Jennifer Mills uses her improvisational comedy background to inspire large, labor-intensive performative installations that use humor, an amateur aesthetic, and gift giving to promote interaction and accessibility. Designing systems of creating and distributing original art for free or at a low cost, she parodies the art market and cultivates an energized, joyful atmosphere centered on the creative process and labor of an artist. During the opening of What is the Where?, she will use brief one-on-one encounters with visitors as source material to instantly create personalized paintings. Images specific to geography and memory will map a collective and individual experience of the city we share. Participants can purchase their custom made paintings at an extremely low price.
Evan Roberts’ abstract and formal-based sculpture is inspired by forms found in the natural world outside of our realm of understanding. Objects like molecules, bacteria, stars, and black holes all whisper to him about the mysteries of our existence. The materials he works with are found, traded, bought, or stolen, whatever is necessary to fulfill the creative vision. The most important element of his work is the process, in that it is a meditation, one that helps him learn more about himself. As his work evolves, so does he.

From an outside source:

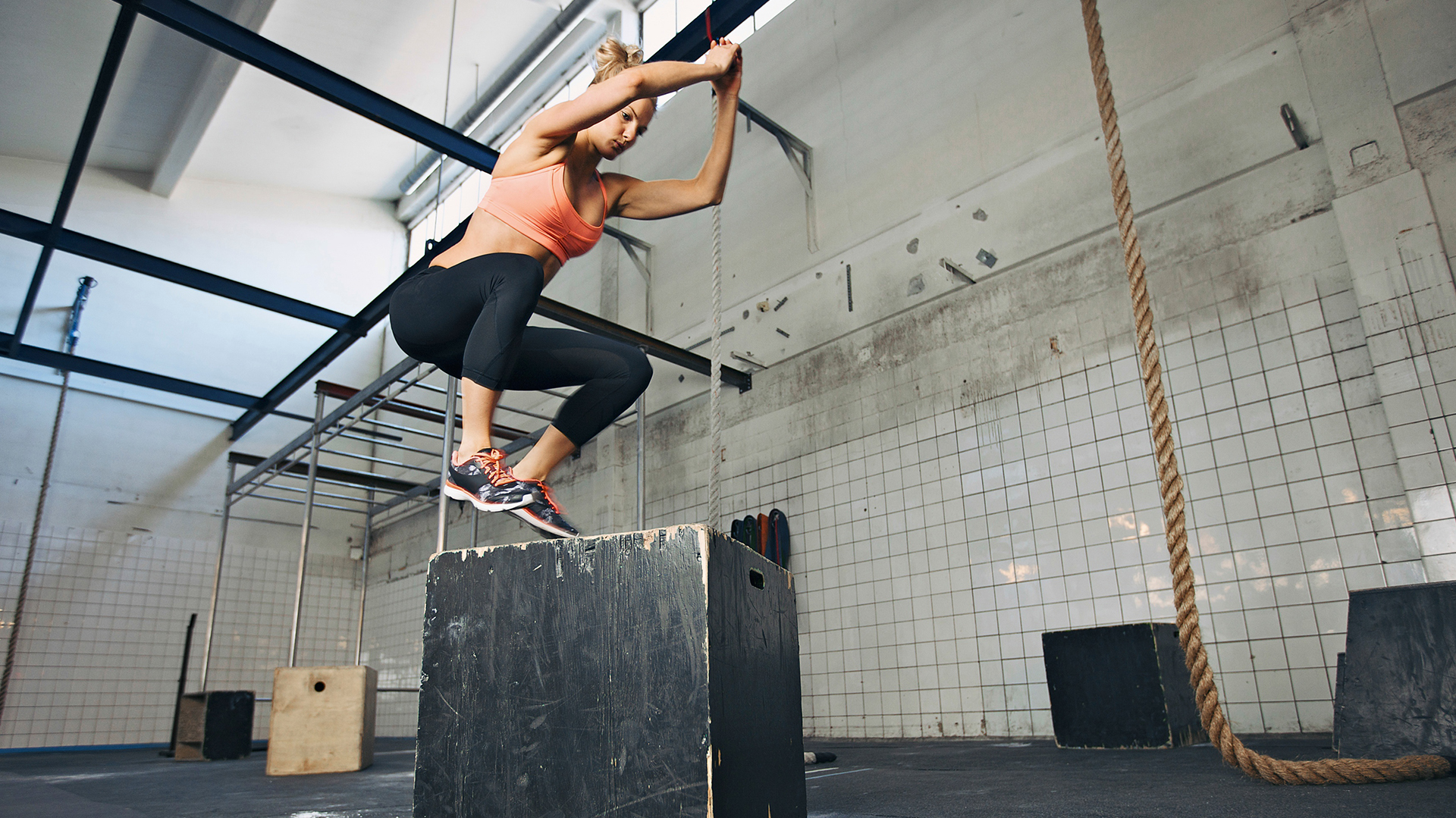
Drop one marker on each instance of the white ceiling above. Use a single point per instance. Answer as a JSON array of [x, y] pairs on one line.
[[264, 131]]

Patrick Serr is interested in the collapse of private and public spaces and the limits of intimacy amongst proliferating language. He explores the way small scale sculptures can form relations between one another, and collectively alter the wider gallery space.
Katie Shelly’s installation for What is the Where? consists of two sculptures: Untitled Neutral Viewing Area No.1 and Untitled Neutral Viewing Area No.2. Each sculpture is a small house, sized for one. Visitors may crawl inside to view photographs and video work. A space within a space, these spartan plywood houses will playfully confront the white cube gallery convention.
Celia Tobin believes that we live in a society that sees humans as outside of the natural equations of the planet. The Gorges examines what is inherently present in both humans and nature: an energetic fluidity that is both tangible and intangible at the same time.
Matt Woodward’s work is about the overlapping identities of the American City, as understood through the rusting and broken ornaments of a ubiquitous architectural heritage, which is both fed and mirrored by a culture that insists on tearing it down and replacing it or, more often, forgetting it altogether.